To maximise health benefits, she suggests opting for wholegrain bread, lean proteins, abundant vegetables, and use healthy fats in moderation.

Man tucking into a dinner sandwich. (Getty Images)
Nine in 10 Brits are putting classic dinners into a sandwich. (Getty Images)

Low fibre intake: Depending on the ingredients used, dinner sandwiches may lack sufficient fibre, which is essential for maintaining gut health. "A diet low in fibre can lead to constipation, irregular bowel movements, and an imbalance in gut bacteria," explains Buckle.

Processed ingredients: Commercially prepared bread, processed meats, and condiments often contain additives, preservatives, and high levels of sodium. "This can negatively impact gut health by disrupting the balance of gut bacteria and contributing to inflammation," Buckle says.

Potential gluten sensitivity: For individuals sensitive to gluten or with conditions like coeliac disease, Buckle says consuming sandwiches made with wheat-based bread can trigger digestive issues, including bloating, abdominal pain, and diarrhoea, ultimately affecting gut health.

High fibre content: Opting for sandwiches made with wholegrain or whole wheat bread, along with plenty of vegetables, can increase fibre intake. "This promotes better digestion and supports a healthy gut microbiome," Buckle adds.

Probiotic-rich ingredients: Buckle says incorporating fermented foods like sauerkraut, kimchi, or Greek yoghurt into sandwiches can introduce beneficial probiotic bacteria to the gut, enhancing digestive health and immune function (if your body can tolerate these).

Nutrient-dense ingredients: Including lean proteins, such as grilled chicken or tofu, along with a variety of colourful vegetables, provides essential vitamins, minerals, and antioxidants that support overall gut health and reduce inflammation.

Buckle has put together some 'dinner sandwich' suggestions to help support a healthy gut.

Vegetable and houmous wrap: Use wholegrain or gluten-free wraps (pick a brand with few additives/nasties) filled with a variety of colourful vegetables like spinach, bell peppers, cucumbers, and carrots, along with a generous spread of houmous for added fibre and plant-based protein.

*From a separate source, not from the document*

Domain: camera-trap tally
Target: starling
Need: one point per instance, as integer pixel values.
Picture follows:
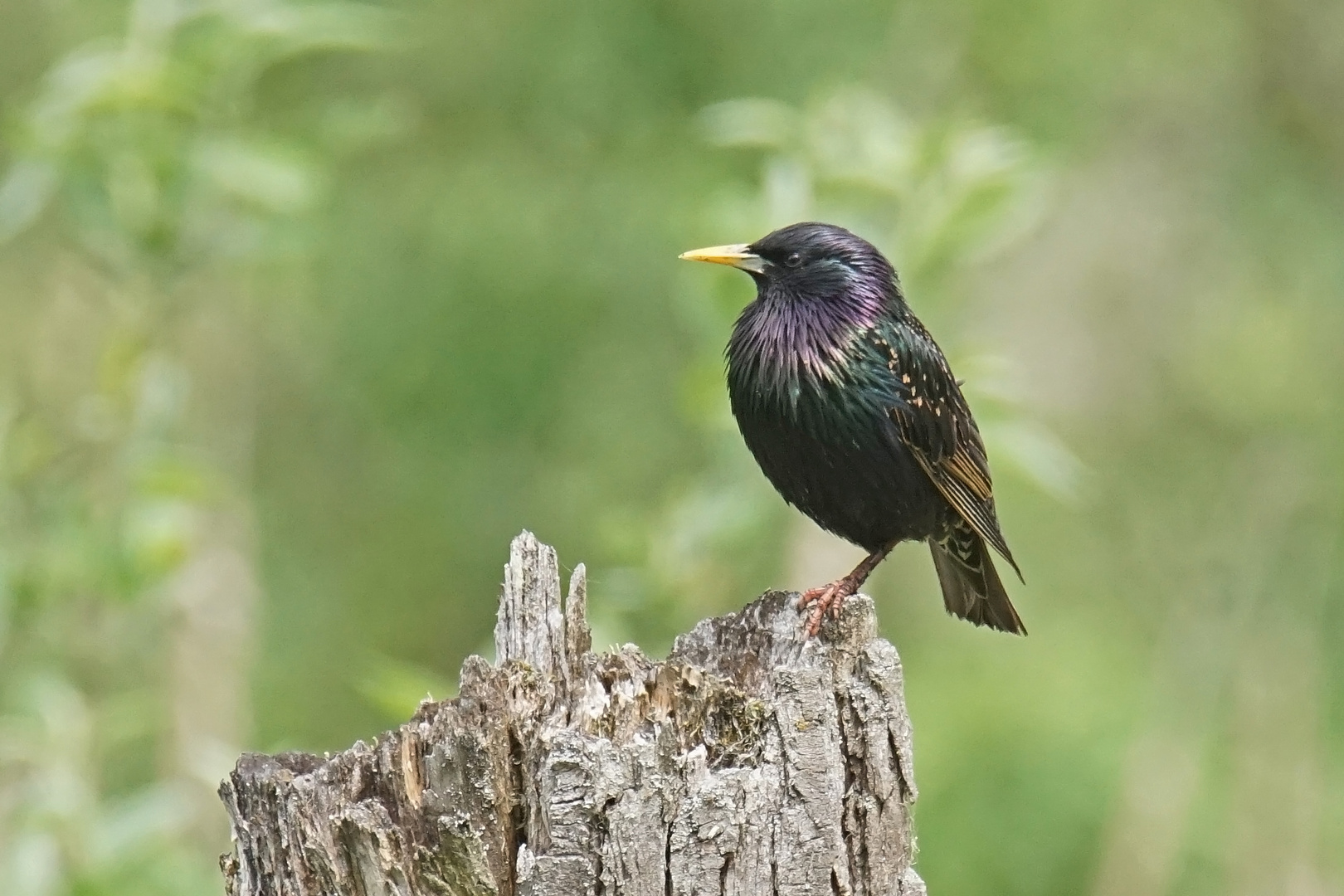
(855, 418)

Salmon and avocado sandwich: Incorporate grilled or baked salmon, rich in omega-3 fatty acids, onto whole grain bread, and top with sliced avocado, leafy greens, and a drizzle of olive oil for a nutrient-dense option that supports gut health.

Quinoa and black bean burger: Prepare homemade quinoa and black bean patties seasoned with herbs and spices, and serve on whole grain buns with lettuce, tomato, onion, and a dollop of Greek yoghurt for a gut-friendly alternative to traditional burgers.

Turkey and cranberry wholegrain wrap: Roll up sliced turkey breast, cranberry sauce, mixed greens, and a sprinkle of chopped walnuts in a wholegrain wrap for a balanced meal rich in lean protein, fibre, and antioxidants.